©Roberto Candia

 

FRAGMENTO DE RACIMO

La historia es así: se perdieron hace unos años, cuatro, cinco, tal vez seis. Salieron de sus casas una mañana rumbo al liceo y no volvieron más.

   Eran niñas, tenían entre nueve y quince años, todas iban a un mismo liceo —el Pedro Prado—, todas llevaban su uniforme, sus jumpers, sus zapatos negros, sus corbatas rojas, sus camisas blancas, sus mochilas llenas de cuadernos. Algunas se conocían entre sí. Las unía el liceo y, en la mayoría de los casos, una población —La Negra— en la que nacieron y crecieron, a un costado de Alto Hospicio, cerca de los cerros, en ese lugar donde solo hay tierra y más allá algunos basurales clandestinos que usa la Municipalidad de Iquique. Tenían tres o cuatro años cuando vieron pavimentar algunas de las calles, y las casas de madera se fueron transformando en casas de adobe.
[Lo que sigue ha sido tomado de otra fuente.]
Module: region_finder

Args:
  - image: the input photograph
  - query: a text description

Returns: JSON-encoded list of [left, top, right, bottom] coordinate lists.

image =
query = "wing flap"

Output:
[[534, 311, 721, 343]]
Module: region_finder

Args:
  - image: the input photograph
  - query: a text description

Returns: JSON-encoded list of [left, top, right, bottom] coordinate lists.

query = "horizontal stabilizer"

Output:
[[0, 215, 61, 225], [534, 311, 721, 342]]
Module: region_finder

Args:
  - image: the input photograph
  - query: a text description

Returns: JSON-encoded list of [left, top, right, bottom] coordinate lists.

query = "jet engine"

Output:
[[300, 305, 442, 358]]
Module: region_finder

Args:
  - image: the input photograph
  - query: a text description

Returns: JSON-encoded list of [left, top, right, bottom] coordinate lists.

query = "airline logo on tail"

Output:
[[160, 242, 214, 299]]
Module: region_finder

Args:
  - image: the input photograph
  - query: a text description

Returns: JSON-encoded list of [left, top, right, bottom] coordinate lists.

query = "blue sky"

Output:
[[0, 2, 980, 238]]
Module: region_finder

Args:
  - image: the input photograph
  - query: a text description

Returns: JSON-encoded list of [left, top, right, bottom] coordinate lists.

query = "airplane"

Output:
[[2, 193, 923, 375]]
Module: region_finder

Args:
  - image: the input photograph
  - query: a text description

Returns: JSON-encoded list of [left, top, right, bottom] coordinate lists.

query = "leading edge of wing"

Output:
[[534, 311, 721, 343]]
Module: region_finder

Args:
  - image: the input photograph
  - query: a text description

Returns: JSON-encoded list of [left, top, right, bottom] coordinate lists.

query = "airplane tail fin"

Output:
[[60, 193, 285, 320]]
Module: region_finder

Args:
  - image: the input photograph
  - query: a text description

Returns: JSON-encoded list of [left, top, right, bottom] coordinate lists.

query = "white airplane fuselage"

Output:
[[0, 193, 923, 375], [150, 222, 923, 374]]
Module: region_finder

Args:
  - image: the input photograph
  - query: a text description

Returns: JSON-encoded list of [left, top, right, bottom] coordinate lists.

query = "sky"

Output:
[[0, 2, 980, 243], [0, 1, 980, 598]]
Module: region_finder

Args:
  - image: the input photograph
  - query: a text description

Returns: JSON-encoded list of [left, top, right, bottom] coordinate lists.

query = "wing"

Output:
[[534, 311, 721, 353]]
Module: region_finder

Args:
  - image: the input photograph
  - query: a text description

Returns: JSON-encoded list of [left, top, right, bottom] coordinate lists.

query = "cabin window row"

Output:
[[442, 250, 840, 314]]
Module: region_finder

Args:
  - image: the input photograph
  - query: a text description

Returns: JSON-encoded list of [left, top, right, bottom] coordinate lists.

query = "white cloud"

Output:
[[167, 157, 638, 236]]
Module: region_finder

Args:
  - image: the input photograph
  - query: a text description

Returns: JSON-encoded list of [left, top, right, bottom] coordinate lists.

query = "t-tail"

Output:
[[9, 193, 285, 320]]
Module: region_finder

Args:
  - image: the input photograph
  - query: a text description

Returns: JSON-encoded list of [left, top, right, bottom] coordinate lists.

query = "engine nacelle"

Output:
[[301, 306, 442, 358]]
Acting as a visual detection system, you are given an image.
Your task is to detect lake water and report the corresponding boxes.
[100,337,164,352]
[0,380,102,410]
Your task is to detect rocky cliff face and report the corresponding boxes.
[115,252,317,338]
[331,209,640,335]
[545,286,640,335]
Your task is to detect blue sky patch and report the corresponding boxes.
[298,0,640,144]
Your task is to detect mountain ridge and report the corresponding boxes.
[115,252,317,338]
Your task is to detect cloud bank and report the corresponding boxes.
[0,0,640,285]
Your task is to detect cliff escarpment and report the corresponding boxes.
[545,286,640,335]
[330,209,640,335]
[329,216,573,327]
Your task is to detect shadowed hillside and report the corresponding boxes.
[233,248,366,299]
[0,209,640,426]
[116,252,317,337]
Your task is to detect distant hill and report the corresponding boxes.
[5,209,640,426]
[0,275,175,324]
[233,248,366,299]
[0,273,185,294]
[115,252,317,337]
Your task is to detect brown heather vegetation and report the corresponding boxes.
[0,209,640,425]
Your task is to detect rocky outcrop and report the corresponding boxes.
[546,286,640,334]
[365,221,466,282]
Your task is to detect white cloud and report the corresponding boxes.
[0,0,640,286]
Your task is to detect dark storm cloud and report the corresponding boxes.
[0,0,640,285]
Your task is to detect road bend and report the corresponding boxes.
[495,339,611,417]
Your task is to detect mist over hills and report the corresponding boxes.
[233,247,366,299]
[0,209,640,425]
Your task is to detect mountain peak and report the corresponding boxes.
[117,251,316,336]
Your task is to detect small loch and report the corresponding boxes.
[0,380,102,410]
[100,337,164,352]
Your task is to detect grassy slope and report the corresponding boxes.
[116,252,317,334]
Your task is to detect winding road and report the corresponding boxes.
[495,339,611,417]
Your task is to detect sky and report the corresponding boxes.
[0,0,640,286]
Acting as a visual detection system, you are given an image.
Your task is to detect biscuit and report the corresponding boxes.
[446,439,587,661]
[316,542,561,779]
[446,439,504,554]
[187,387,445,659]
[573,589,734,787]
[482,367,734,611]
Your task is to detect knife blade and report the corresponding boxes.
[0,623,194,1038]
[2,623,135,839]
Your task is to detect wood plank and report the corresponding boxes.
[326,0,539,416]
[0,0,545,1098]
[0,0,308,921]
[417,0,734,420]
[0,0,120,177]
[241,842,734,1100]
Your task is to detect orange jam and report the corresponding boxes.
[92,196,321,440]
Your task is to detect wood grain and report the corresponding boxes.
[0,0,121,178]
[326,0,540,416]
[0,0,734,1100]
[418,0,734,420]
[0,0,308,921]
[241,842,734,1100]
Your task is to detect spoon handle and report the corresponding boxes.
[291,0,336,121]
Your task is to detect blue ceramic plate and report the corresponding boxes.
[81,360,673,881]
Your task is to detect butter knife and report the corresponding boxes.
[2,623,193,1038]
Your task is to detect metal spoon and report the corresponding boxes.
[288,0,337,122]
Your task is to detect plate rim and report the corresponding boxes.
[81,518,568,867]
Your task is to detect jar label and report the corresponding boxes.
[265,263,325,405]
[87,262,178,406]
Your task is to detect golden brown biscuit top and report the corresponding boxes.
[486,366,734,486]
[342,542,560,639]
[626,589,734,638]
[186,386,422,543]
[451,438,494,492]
Crecieron en un lugar que apareció, años antes de que nacieran, de un día para otro, a fines de los 80, en medio del desierto.

   Una toma de cientos de personas que no tenían dónde vivir y que de pronto armaban, con más ganas que otra cosa, una ciudad: unos palos de madera y la voluntad de cambiar sus vidas, que no iban hacia ningún lado allá abajo, en Iquique. Las niñas vieron cómo sus padres trabajaban todo el día en lo que fuera para llegar en la noche, solamente, a dormir. No hablaban con ellos, no había tiempo ni ánimo. Eso lo entendieron desde muy chicas. La infancia se acabó muy rápido, pero no alegaron nunca, no correspondía. Luego vino el liceo y se dieron cuenta, muchas de ellas, de que la vida era eso y nada más. Que tal vez estudiando algo las cosas podían cambiar, pero no. Iban porque había que ir. Caminaban hasta la pasarela que cruza la carretera y une las dos partes de Alto Hospicio, y esperaban a que llegara la micro que las dejaba en la puerta del liceo. Aprendieron, con los años, que si se quedaban dormidas y salían atrasadas de sus casas, entonces podían hacer dedo en la carretera o subirse a alguno de los colectivos piratas que las llevaban por cien pesos. Aprendieron, también, más rápido que nadie a des-confiar: de sus compañeros, de sus hermanos, de sus padres, de sus madres, del vecino que las miraba mucho y del hijo del vecino que a veces las invitaba a salir. Por eso nadie entiende nada, por qué un día salieron de sus casas, temprano, y no volvieron más. Nadie las vio. Nadie sabe nada, pero entonces apareció Ximena ahí, cuando veníamos de vuelta, a un lado de la carretera, y empezó esto.